No. Wolpoff is trying to tell you what he means here.
"Whether or not it's a human ancestor is probably unimportant as far as the skull is concerned," Wolpoff said. "But it's very important in trying to understand where humans come from. It's the first relative we've had of the earliest hominid, or something related to it, but it's not a hominid at all."You no doubt skipped that and zoomed in on this:
"The big message it sends us is our ancestors never looked like a chimpanzee," Wolpoff said. "This thing is clearly saying that chimpanzees are just as different from this ancestor as we are. They are just different in a different way."Even here, no doubt your mind seized that first, bolded sentence and discarded the rest. Lovely quote-mine material and I have no doubt Luddite idiots will be waving it around for decades to come.
Wolpoff is saying that some have underestimated how much the chimps have diverged from the last common ancestor. I've done this myself, apparently. There was no reason to suppose that the chimps have diverged all that much, but they apparently have. And, if they have, then fewer of the differences between Sahelanthropus and humans are the result of changes along the human line, etc. Looked at in THAT way, Sahelanthropus may be older than the LCA, or a side branch cousin of the LCA. It's still a clue to what was going on back then.
Sorry to pee on the campfire.
Keith Miller explains it well:
The character states used to define higher taxa are determined retrospectively. That is, they are chosen based on a knowledge of the subsequent history of the lineages possessing those traits. They do not reflect the attainment of some objective higher level of morphologic innovation at the time of their appearance. Also, all the features subsequently identified with a particular higher taxon do not appear in a coordinated and simultaneous manner but as character mosaics within numerous closely-related species lineages, many of which are not included in the new higher taxon. In addition, as discussed above, the species associated with the origin and initial radiation of a new taxon are usually not very divergent in morphology. Were it not for the subsequent evolutionary history of the lineages, species spanning the transitions between families, orders, classes, and phyla would be placed in the same lower taxon (Fig. 3).

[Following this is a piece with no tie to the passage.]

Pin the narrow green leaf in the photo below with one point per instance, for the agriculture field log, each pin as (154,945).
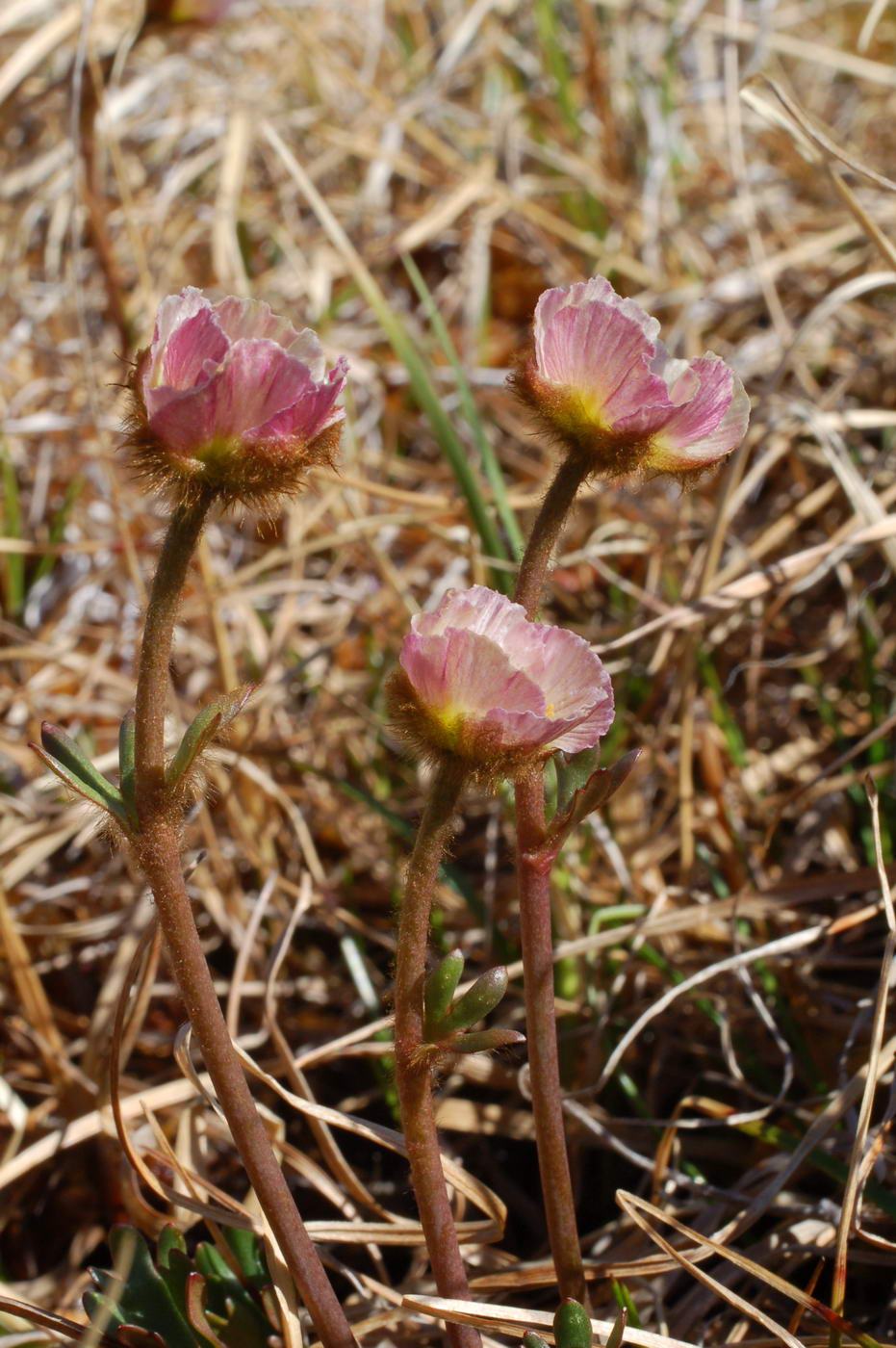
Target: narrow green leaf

This is a good point to remember, and as Graham Budd has pointed out, it helps explain why we look back at the Cambrian and have such a hard time classifying a lot of the organisms. Stem group organisms often do not fit comfortably into crown groups.
Yes, when we rain on your parade you always have the old fallback, "No one saw it anyway!"
Exactly. The Cambrian phyla show different body plans, but in each case they represent a very early stage of experimentation with the architecture. They're all rather small and simple compared to the variety of life in the same phyla now.
IOW, they look only recently diverged from each other. (That's using "recently" in the geological sense.)
Well, judging from your statement, you either didn't read the paper or didn't understand it. So which is it?